Sontak aku terbangun. Kalimat yang terakhir yang meluncur dari mulut mungilnya membuatku segera tersadar meski mata terasa pedas. “Kenapa, mbak?” aku membalas bertanya.
“Kalau ayah tenis (biasanya aku bermain tenis di Sabtu pagi), ayah gak boleh bridge karena ngantar aku ke Indomaret setelah balet, tapi kalau ayah bridge, ayah gak boleh tenis karena ngantarnya pagi aja, yah …”
***
Aku terhenyak bukan karena kesulitan memilih jawaban. Tetapi, kalimat yang disampaikan Nuha, pilih salah satu, adalah kalimat yang biasa aku gunakan bila putriku itu mulai merengek-rengek banyak permintaan.

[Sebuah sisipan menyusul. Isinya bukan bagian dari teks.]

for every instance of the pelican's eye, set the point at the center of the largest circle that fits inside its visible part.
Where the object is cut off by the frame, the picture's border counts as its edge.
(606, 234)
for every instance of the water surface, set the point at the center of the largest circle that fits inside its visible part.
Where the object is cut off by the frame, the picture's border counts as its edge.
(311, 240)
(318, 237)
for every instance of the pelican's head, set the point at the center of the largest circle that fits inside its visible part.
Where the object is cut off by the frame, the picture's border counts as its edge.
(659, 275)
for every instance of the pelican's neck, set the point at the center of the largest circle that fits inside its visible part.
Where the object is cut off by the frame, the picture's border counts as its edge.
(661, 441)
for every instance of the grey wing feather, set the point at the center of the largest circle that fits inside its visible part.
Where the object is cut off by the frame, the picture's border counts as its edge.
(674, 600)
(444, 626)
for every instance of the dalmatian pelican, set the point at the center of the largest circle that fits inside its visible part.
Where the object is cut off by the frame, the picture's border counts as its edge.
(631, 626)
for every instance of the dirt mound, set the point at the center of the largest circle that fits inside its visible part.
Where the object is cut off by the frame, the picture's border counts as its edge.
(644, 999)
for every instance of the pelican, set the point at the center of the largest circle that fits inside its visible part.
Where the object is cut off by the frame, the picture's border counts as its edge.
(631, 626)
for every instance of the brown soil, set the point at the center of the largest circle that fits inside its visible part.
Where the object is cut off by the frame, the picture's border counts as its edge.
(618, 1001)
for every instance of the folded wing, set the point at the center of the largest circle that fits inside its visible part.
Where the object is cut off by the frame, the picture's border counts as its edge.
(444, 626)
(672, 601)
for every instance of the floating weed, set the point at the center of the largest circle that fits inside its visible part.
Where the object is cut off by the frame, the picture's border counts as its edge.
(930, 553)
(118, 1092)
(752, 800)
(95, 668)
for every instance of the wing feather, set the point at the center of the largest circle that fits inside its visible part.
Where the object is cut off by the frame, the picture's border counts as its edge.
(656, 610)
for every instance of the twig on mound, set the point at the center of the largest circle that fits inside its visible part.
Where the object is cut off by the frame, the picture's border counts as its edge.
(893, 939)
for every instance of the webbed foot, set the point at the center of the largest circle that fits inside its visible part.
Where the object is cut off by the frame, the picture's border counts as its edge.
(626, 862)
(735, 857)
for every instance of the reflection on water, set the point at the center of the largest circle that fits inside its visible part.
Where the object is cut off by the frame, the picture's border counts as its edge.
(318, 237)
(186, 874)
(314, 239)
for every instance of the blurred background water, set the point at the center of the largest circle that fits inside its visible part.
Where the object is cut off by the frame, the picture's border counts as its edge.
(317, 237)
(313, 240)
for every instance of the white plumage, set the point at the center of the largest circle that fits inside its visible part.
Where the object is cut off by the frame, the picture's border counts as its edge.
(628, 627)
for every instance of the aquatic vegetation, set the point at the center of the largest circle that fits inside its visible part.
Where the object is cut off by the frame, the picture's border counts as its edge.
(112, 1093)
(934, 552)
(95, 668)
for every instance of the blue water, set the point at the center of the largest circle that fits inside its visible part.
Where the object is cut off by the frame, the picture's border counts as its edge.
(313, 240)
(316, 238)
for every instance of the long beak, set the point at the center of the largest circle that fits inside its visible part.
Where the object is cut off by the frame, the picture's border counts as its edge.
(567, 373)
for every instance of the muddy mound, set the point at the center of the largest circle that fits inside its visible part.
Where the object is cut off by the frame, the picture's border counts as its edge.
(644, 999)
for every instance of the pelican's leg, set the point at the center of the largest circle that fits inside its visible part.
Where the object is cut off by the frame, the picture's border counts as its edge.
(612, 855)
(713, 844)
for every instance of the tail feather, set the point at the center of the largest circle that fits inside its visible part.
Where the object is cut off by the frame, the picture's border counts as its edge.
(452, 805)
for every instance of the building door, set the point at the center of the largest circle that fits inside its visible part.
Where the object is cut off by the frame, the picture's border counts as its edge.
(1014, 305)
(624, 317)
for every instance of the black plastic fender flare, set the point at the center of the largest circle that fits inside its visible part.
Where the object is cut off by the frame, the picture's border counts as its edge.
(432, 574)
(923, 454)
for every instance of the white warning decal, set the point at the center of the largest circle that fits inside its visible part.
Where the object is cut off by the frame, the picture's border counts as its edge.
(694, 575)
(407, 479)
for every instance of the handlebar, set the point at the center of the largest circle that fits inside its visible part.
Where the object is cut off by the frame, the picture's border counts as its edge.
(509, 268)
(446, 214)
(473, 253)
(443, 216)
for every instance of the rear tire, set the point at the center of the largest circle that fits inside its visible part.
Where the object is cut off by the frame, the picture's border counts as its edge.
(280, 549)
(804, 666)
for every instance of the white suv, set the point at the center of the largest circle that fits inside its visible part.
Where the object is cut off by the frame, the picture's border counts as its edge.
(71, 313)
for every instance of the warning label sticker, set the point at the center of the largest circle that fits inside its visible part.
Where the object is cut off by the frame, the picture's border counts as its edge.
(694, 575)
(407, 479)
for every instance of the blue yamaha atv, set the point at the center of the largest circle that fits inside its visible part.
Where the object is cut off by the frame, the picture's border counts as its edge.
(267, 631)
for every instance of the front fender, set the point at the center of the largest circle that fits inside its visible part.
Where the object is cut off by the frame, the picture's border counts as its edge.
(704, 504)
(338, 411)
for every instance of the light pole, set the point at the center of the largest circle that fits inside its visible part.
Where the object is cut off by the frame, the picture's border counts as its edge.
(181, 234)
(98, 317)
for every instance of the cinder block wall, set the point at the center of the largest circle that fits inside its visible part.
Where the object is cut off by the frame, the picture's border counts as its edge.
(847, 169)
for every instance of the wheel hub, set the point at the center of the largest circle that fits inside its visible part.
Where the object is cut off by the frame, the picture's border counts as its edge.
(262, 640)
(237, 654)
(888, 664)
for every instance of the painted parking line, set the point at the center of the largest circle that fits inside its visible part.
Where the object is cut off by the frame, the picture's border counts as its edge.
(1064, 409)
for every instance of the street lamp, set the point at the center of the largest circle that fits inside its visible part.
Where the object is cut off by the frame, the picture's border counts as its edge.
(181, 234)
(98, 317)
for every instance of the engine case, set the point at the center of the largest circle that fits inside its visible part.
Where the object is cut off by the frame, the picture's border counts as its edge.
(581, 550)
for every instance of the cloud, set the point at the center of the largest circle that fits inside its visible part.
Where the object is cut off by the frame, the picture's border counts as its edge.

Persis sama. Intonasi serta susunan kata-katanya.
Sengaja aku menggunakan kalimat itu, meski sebenarnya bisa saja memenuhi semua rengekan. Sengaja aku menggunakannya karena bukankah kehidupan ini belum tentu dapat memenuhi semua permintaan kita. Sengaja aku menyampaikan hal itu semata karena ingin mengajari sang buah hati agar belajar untuk memilih. Sengaja mengajarinya sejak dini, bahwa kelak, dia harus memilih, karena tak semua keinginan bisa dilakukan semua secara serempak. Sebagaimana bapak mengajariku selama ini bahwa hidup adalah pilihan-pilihan berkonsekuensi.
Dan kini Nuha menggunakannya dengan cara yang sama. Dengan cara yang tidak disadarinya, Nuha justru mengingatkan aku kembali tentang hidup adalah pilihan-pilihan berkonsekuensi. Sungguh, aku bersyukur dikaruniai mereka-mereka yang (telah dan tengah mencoba) memahami pilihan-pilihan yang telah aku buat selama ini sembari pula aku menengadahkan tangan, memohon agar diberikan kekuatan untuk mampu memilih dan menanggung segala konsekuensi atas pilihan itu.